Suddenly decided to make something bad, while waiting for other things to settle.
Years ago I used to believe that I know something about hacking. Not kernel hacking, but the one, related to cracking of various supposed to be secure systems. Starting from ciphers down to code ‘issues’ (described in phrack, yup). It is rather laughable right now :)

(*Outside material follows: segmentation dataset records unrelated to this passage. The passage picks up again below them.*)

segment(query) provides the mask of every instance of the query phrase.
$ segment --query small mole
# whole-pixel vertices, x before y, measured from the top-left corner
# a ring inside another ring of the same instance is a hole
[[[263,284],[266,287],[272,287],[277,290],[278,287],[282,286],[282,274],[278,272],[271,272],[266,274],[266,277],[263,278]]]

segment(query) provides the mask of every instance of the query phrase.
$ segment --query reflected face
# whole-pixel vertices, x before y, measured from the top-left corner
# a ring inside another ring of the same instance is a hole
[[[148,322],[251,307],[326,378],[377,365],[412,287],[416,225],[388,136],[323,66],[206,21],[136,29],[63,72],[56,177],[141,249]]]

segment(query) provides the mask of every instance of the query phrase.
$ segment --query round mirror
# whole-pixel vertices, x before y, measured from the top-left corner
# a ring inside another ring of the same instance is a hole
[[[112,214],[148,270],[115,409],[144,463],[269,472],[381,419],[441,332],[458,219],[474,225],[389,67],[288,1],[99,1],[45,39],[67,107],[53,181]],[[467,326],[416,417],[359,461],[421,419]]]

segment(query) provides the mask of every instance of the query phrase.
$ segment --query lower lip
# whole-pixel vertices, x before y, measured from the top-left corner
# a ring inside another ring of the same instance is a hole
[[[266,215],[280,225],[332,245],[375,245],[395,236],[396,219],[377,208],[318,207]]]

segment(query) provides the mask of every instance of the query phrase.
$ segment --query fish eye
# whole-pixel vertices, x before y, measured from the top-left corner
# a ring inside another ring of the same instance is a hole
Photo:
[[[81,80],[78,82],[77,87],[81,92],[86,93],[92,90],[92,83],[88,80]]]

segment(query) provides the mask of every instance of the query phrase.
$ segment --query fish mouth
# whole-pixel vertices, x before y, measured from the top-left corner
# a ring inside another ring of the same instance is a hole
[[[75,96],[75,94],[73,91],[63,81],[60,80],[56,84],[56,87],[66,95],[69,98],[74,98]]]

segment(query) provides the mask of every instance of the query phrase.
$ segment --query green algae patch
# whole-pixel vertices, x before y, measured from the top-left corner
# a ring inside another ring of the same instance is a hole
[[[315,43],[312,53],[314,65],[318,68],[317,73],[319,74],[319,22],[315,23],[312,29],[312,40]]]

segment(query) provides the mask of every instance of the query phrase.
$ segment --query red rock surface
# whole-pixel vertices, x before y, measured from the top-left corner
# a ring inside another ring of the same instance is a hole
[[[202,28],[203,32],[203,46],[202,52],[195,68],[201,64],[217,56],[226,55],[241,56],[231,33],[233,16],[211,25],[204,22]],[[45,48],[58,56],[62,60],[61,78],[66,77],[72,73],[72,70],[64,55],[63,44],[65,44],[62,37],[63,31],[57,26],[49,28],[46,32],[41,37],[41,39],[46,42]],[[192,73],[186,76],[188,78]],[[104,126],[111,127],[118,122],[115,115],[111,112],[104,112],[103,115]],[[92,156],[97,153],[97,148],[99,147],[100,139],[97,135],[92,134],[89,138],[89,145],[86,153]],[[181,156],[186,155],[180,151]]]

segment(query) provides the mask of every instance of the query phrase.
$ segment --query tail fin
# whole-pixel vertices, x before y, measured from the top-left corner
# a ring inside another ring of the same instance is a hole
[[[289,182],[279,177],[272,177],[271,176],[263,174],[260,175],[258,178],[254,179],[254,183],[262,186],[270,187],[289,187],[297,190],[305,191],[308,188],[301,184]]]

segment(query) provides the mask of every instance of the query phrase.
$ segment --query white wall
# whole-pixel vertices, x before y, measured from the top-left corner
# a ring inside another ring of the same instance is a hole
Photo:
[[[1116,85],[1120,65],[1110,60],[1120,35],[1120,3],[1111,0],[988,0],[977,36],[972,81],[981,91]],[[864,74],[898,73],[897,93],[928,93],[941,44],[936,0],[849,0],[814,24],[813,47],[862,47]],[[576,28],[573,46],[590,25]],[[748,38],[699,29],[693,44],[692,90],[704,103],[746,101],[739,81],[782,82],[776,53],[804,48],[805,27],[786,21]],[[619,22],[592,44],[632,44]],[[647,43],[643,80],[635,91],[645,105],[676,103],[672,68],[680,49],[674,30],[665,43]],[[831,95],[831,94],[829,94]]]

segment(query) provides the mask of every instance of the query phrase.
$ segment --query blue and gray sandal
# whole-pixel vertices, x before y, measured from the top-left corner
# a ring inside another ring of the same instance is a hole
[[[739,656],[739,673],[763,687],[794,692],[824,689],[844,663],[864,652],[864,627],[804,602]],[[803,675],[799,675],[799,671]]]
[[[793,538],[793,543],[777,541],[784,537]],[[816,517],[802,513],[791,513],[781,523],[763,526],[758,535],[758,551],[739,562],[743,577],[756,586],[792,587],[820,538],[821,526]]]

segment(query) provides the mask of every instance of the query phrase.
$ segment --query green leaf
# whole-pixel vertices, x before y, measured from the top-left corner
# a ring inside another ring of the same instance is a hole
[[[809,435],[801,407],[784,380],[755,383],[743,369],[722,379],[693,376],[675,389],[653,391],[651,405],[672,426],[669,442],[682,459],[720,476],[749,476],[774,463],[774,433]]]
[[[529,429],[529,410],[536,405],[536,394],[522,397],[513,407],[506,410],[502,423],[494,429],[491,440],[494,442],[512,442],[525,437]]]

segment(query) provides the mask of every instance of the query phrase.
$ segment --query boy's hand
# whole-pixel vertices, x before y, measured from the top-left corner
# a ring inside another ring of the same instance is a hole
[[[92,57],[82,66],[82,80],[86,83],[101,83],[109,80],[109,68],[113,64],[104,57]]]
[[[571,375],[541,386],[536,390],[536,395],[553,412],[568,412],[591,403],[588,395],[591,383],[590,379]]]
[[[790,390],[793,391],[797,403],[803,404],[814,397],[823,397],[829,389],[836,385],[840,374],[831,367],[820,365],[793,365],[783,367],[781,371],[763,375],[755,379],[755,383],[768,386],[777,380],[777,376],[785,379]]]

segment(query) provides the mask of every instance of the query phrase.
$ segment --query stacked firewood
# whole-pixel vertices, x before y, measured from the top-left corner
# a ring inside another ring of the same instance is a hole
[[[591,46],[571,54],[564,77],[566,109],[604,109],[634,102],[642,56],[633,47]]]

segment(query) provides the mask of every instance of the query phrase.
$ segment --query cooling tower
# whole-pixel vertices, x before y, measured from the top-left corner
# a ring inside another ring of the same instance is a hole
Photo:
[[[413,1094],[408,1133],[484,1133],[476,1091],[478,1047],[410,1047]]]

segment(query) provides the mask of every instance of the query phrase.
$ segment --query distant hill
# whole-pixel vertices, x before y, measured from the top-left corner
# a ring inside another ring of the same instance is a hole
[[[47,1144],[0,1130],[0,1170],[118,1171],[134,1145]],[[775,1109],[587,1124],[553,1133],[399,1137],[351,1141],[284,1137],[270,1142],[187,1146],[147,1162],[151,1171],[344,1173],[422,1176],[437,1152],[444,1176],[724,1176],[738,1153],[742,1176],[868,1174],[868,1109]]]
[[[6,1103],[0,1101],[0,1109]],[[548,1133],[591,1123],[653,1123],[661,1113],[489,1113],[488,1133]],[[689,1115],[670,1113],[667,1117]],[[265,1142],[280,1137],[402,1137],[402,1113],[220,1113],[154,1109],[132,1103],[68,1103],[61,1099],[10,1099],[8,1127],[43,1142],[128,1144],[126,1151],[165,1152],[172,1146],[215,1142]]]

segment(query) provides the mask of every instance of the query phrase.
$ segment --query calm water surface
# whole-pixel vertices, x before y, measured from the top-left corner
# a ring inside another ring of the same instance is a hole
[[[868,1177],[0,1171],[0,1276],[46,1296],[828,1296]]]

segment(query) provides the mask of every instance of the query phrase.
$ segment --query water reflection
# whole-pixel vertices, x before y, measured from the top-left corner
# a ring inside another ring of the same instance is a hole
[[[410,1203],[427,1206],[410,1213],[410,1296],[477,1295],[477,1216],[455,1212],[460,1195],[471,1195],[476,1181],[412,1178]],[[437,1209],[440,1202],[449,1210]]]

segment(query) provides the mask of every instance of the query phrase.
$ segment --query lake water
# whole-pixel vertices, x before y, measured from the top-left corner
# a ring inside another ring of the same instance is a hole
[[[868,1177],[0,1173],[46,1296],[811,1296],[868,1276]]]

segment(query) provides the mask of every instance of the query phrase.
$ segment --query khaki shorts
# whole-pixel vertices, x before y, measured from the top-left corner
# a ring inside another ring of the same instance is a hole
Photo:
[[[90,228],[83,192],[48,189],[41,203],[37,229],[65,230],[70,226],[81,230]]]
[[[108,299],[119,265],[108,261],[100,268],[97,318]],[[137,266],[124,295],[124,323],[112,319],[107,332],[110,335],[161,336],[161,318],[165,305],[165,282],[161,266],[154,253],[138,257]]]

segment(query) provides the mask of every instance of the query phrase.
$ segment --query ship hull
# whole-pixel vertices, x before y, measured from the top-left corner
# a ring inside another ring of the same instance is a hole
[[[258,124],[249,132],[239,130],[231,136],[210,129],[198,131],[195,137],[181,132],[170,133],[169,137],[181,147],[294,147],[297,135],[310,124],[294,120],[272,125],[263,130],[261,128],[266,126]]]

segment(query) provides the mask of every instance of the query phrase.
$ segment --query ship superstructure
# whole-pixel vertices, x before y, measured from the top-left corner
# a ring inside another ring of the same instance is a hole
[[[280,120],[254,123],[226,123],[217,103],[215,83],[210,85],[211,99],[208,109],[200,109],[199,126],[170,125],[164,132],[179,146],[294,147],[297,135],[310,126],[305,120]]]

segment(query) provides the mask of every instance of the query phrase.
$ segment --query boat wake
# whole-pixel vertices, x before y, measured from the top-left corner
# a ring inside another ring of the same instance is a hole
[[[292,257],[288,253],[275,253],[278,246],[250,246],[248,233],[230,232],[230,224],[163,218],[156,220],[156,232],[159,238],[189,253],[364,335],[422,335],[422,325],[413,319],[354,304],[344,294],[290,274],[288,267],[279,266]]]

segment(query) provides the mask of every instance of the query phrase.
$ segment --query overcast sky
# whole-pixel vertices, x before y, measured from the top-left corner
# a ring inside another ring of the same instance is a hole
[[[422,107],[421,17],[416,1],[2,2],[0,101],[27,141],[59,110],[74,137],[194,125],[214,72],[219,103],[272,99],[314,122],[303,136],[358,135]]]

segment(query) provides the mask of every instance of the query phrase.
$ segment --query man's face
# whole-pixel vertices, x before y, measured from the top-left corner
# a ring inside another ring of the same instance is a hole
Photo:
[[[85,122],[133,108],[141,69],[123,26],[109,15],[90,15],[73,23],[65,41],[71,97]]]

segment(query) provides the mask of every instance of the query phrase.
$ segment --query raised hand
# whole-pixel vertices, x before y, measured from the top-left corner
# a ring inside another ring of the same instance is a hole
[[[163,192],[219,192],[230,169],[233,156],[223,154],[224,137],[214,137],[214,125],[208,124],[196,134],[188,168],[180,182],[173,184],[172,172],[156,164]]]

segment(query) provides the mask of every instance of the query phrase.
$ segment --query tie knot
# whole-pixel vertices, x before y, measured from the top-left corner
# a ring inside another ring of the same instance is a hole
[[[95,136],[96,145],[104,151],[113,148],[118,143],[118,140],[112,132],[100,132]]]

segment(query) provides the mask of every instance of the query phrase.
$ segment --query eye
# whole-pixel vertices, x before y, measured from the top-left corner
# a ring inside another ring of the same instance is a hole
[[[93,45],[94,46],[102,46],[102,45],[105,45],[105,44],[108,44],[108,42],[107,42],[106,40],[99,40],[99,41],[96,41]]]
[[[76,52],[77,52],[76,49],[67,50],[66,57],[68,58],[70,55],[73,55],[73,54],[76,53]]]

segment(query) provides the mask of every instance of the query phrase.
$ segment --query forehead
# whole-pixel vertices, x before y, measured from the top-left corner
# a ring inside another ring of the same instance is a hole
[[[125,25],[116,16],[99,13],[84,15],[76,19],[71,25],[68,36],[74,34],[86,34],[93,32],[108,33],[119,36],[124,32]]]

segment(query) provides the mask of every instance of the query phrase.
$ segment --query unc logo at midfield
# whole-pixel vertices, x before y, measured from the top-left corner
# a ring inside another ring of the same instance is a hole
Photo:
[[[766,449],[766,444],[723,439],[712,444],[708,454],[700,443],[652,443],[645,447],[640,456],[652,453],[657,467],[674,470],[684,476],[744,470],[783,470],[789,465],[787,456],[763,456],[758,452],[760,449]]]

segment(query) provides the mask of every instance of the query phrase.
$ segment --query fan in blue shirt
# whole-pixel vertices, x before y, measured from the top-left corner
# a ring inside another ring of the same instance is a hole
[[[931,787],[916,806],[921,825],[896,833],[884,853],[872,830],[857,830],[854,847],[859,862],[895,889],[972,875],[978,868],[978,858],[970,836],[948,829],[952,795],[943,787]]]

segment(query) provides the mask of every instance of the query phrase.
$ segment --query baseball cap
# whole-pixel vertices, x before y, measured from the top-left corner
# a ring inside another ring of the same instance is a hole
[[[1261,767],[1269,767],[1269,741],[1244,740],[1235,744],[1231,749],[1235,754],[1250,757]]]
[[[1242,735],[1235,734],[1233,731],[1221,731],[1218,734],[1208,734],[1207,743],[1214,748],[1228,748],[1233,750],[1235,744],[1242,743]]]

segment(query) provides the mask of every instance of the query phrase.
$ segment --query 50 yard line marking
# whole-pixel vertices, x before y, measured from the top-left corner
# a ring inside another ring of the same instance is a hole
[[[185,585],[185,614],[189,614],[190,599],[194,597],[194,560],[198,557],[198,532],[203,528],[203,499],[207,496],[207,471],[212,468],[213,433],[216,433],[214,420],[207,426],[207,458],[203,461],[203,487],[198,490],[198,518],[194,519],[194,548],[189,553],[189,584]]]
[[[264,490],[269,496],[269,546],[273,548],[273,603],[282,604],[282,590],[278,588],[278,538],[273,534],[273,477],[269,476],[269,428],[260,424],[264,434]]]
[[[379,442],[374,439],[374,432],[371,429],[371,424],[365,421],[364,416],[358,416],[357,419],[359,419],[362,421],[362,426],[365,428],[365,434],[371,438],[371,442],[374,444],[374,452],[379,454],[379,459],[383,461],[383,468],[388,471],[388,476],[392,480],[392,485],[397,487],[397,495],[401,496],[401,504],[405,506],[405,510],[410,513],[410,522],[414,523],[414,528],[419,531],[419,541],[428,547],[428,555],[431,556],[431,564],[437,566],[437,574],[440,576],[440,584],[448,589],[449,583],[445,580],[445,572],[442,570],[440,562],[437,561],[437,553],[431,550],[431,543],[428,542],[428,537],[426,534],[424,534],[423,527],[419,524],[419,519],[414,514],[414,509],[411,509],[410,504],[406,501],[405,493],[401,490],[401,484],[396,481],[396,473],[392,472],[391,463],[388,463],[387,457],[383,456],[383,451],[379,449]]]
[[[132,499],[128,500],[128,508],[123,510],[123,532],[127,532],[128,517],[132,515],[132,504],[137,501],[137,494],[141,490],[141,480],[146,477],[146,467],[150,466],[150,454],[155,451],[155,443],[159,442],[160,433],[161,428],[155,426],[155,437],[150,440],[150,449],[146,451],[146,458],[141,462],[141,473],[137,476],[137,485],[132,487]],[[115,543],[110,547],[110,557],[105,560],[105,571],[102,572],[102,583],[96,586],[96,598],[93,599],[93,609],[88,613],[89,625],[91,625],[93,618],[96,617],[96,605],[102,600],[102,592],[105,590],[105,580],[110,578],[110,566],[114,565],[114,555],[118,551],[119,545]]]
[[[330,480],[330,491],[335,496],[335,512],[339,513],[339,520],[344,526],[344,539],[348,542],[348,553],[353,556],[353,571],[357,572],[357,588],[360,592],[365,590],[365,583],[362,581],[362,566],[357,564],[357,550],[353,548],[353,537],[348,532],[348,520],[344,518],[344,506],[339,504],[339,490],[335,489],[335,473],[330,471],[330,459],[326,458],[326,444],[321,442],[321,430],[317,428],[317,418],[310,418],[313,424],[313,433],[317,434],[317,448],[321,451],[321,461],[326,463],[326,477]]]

But today I know, that reading (and even understanding) smart and hardcore articles is really far from being able to apply given knowledge to some practical problems. So, I decided to start (and complete practical implementation) from really simple things: various mono/poli alphabet ciphers. Ceasar/rot13 and Vigener are good choices afaics.
Bruce Schneier’s Self-Study Course in Block Cipher Cryptanalysis does not allow me to easily fall asleep, although its a little bit fun to compare my alphabet ciphers analysis versus even simplest crackdowns described in the article.
Anyway, it took me a day or less to hack up a semi-automatic Vigenere and monoalphabet cipher cracker in LISP. In Vigenere code there are two steps: find out key length and split and decode monoalphabet enciphered text blocks.
The former task is performed manually – the only application created searches trigrams in text and shows their frequencies. When there are 3 or more trigrams it is possible to find key length with rather high probability. Bigrams will work too, but error rate is higher. One have to find distance between the same trigrams and found greatest common divisor, which will likely be equal to cipher key length.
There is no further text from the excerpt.